How Do You Prefer Your E-Mail Newsletters?
There is much talk at the moment about e-mail formats for e-shots. If you are in the game creating them, the different ways e-mail clients read e-mails makes the job very difficult to create a standard.
Dave at Campaign Monitor, our e-mail tool of choice, has a call-to-arms regarding e-mail standards.
I for one am considering changing our e-mail newsletters to pure text, with more links to articles and the blog. At the moment, as you can see, 30% of the e-newsletters we sent in September were opened as HTML. A high percentage of the unopened ones must get read as text, otherwise surely people would unsubscribe? Out of those 339, only five people looked at the HTML version link on the website.

Comment by Patrick Jolly September 12, 2007 @ 1:25 pm
Preference for e-mail newsletters in graphics when from a trusted source
Comment by John September 12, 2007 @ 1:28 pm
I love a bit of eye candy but if the content (articles etc) are more enlightening, i’de be all for text-based mails.
But on the other hand, i do prefer graphics
Could you not just give people the option of text or html when subscribing?
Comment by Craig Killick September 12, 2007 @ 1:33 pm
Hi John,
The system auto-detects which email the recipients system will accept (multi-part).
I guess there is value in having two lists, although it may get fragmented. Very good point though - I think i shall investigate.
It’s worth saying, without sounding to sycophantic, Campaign Monitor are very receptive to any ideas from their customers - great product!
Comment by Vince September 13, 2007 @ 11:13 am
Hi,
Stumbled onto your site and this caught my eye.
It depends what your aims for the newsletter are. Having looked at the online version I’m guessing you’re looking more to improve long term brand affinity than directly drive sales (which I think is definately a great way of doing it). With this in mind, and seeing as you’re all about design, I’d say that moving to a text email would probably be a mistake.
Your newsletter is nicely layed out so It’ll be readable even if the HTML isnt opened (or images enabled) so you’ll get the best of both worlds.
Open rate is notoriously inaccurate now-a-days with image suppression being standard across most. Try and develop a more reliable metrix to make decisions on. If not clicks resulting in sales then why not clicks to surveys, clicks to competitions, clicks to onsite content, clicks to … The list is endless! But choose something that works for you.
Also, do the boring basics correctly - make sure your lists are clean, etc and you’ll have a much better idea of your true impact of every mailing.
Hope it goes well and good luck with the decision
Comment by John September 13, 2007 @ 1:51 pm
I’m also a user of Campaign Monitor, great email tool!
One thought though, people that receive text based emails only do so if their email program is setup for it, right?

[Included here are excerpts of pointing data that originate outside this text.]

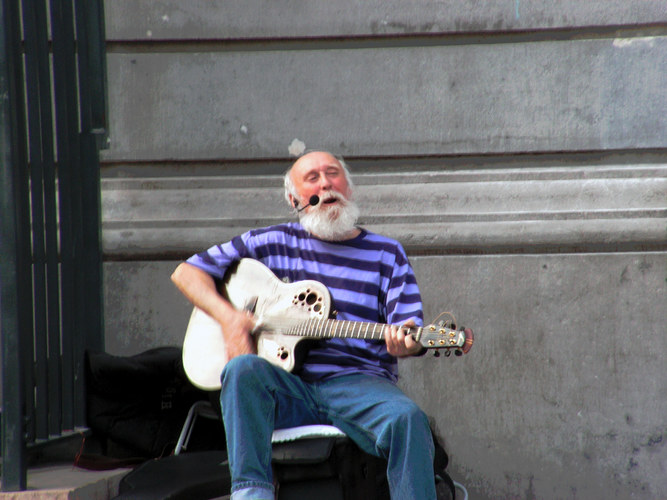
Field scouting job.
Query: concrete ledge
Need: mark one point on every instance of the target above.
(585, 209)
(177, 20)
(66, 482)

Sometimes i prefer HTML emails (amazon etc) but then again prefer Text as i often use my PDA to read through emails when i’m out ‘n’ about…

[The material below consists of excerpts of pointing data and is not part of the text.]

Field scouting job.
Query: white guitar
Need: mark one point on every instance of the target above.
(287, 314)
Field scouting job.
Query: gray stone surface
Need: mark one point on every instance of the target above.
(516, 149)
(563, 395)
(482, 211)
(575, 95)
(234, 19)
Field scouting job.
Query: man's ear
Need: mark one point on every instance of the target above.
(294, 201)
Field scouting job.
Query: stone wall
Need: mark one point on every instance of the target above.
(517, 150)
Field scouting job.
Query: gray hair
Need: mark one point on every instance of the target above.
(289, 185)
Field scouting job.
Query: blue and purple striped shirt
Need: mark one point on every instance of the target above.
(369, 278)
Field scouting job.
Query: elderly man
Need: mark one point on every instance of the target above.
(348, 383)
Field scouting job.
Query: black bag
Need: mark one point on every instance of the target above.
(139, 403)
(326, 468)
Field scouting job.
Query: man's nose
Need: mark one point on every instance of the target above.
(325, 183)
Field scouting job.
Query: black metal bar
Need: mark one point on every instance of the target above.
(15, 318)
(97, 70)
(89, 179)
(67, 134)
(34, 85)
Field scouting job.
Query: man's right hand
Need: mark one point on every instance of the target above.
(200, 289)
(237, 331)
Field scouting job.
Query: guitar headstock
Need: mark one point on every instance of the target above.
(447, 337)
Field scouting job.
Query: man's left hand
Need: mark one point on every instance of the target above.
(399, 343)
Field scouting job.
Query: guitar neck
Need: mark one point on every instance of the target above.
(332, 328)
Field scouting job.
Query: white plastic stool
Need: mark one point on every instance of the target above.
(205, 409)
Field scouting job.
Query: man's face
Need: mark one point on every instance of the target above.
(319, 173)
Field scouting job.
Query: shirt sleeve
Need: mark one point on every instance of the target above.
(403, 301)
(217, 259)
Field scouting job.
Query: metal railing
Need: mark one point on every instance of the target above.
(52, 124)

But, saying that, you’re graphic designers, so would a text based email adequately communicate what you do (or what you’re good at?). It seems you could go either way, point of sale campaign and a article/blog campaign?
John
Comment by Craig Killick September 14, 2007 @ 12:13 pm
John,
I am actually quite surprised by the results so far. To be honest I though people would be moving away from the ‘hassle’ of HTML.
In terms of marketing, I have found personalised text e-mail to get the best ‘response’ rather than our newsletter that just sends info.

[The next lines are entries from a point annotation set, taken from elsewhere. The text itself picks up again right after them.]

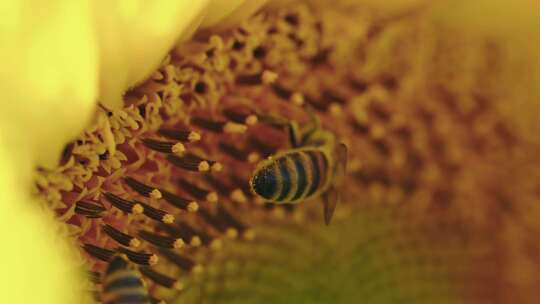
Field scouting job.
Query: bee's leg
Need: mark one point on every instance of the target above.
(332, 196)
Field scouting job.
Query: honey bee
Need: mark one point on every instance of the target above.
(313, 167)
(122, 284)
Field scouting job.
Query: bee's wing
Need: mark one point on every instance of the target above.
(332, 196)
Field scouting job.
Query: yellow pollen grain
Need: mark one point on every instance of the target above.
(178, 149)
(212, 197)
(178, 243)
(217, 167)
(279, 213)
(137, 209)
(269, 77)
(297, 99)
(155, 194)
(232, 127)
(216, 244)
(249, 235)
(194, 136)
(153, 259)
(134, 243)
(203, 166)
(253, 157)
(193, 207)
(195, 241)
(232, 233)
(238, 195)
(251, 120)
(197, 269)
(335, 109)
(377, 131)
(168, 218)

The fact that so many of our audience can not (or choose not to) receive the HTML version is quite telling but in terms of choice, I guess that the people who get it, would not want that delivery to change.
So, my conclusion so far is to not change a thing. Give the people what they want, which doesn’t impact the text receivers.
Thanks for the comment… Craig
Comment by Craig Killick September 14, 2007 @ 2:31 pm
Vince,
Completely agree with what you say. Our list is 100% opt-in and the newsletter is purely PR and brand-building.
Like your thoughts on metrics as well - may have a play with that.